Le grand plan climat de Biden nourrit les tensions entre l'Europe et les Etats-Unis

  • Axé principalement sur le climat et les dépenses sociales, le plan, baptisé «Inflation Reduction Act» (IRA), prévoit plus de 430 milliards de dollars d'investissement dont 370 milliards afin de réduire les émission de gaz à effet de serre
  • Ces investissements prennent la forme de réductions d'impôt pour les entreprises qui investissent dans l'énergie propre, ainsi que d'importantes subventions pour les véhicules électriques, les batteries et les projets d'énergies renouvelables

WASHINGTON : Le grand plan climat arraché par Joe Biden au Congrès américain est devenu un sujet de tension entre les Etats-Unis et l'Union européenne (UE), qui craint de voir certaines mesures affaiblir son industrie, au point d'en faire l'un des principaux sujets lors de la visite d'Etat du président français Emmanuel Macron, qui débute mercredi.

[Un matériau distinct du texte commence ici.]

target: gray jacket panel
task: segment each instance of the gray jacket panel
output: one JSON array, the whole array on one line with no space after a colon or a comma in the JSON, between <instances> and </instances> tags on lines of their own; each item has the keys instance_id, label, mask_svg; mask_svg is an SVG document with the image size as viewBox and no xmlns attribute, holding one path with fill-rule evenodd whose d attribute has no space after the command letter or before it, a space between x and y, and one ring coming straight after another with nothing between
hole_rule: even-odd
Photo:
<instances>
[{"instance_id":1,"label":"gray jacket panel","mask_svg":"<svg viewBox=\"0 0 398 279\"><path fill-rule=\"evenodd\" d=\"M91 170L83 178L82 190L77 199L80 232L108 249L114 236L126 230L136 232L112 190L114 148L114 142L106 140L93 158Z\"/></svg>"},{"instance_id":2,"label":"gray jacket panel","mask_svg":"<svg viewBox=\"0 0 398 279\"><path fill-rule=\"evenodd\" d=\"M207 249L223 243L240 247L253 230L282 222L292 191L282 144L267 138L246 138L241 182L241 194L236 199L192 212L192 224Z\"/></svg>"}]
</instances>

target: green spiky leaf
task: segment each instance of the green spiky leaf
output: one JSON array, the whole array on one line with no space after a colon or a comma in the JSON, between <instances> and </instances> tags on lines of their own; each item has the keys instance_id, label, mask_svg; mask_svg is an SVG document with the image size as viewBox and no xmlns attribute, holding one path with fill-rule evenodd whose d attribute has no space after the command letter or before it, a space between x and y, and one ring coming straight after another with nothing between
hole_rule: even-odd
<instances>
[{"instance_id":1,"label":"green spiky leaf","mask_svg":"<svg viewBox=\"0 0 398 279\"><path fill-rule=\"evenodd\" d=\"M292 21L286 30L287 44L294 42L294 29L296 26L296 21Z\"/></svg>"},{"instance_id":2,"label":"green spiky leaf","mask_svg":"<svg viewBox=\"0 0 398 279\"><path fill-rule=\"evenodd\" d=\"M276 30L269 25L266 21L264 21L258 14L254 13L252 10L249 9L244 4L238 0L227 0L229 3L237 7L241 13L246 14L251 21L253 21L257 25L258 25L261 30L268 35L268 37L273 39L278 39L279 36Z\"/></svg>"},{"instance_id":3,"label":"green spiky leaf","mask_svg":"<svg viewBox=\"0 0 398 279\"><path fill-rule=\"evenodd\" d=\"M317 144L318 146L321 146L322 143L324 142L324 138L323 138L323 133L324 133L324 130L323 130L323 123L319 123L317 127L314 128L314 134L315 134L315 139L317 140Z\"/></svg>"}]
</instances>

Quelles sont les mesures prévues par l'IRA?

Axé principalement sur le climat et les dépenses sociales, le plan, baptisé "Inflation Reduction Act" (IRA), prévoit plus de 430 milliards de dollars d'investissement dont 370 milliards afin de réduire les émission de gaz à effet de serre de 40% d'ici à 2030, soit le plus important effort jamais consenti par les Etats-Unis dans ce domaine.

Ces investissements prennent la forme de réductions d'impôt pour les entreprises qui investissent dans l'énergie propre, ainsi que d'importantes subventions pour les véhicules électriques, les batteries et les projets d'énergies renouvelables dès lors que ces produits sont fabriqués aux Etats-Unis.

Parmi ces mesures, une subvention de 7 500 dollars accordée aux ménages pour l'achat d'un véhicule électrique "made in USA", une autre en faveur des fabricants d'éoliennes et panneaux solaires utilisant de l'acier américain, ou encore une baisse d'impôt pour aider les entreprises à réaliser leur transition énergétique.

Pourquoi de telles réactions côté européen?

L'IRA a fait bondir tant Bruxelles que les capitales européennes, qui voient les diverses subventions prévues par cette loi comme des mesures "discriminatoires", en particulier pour les constructeurs automobiles européens.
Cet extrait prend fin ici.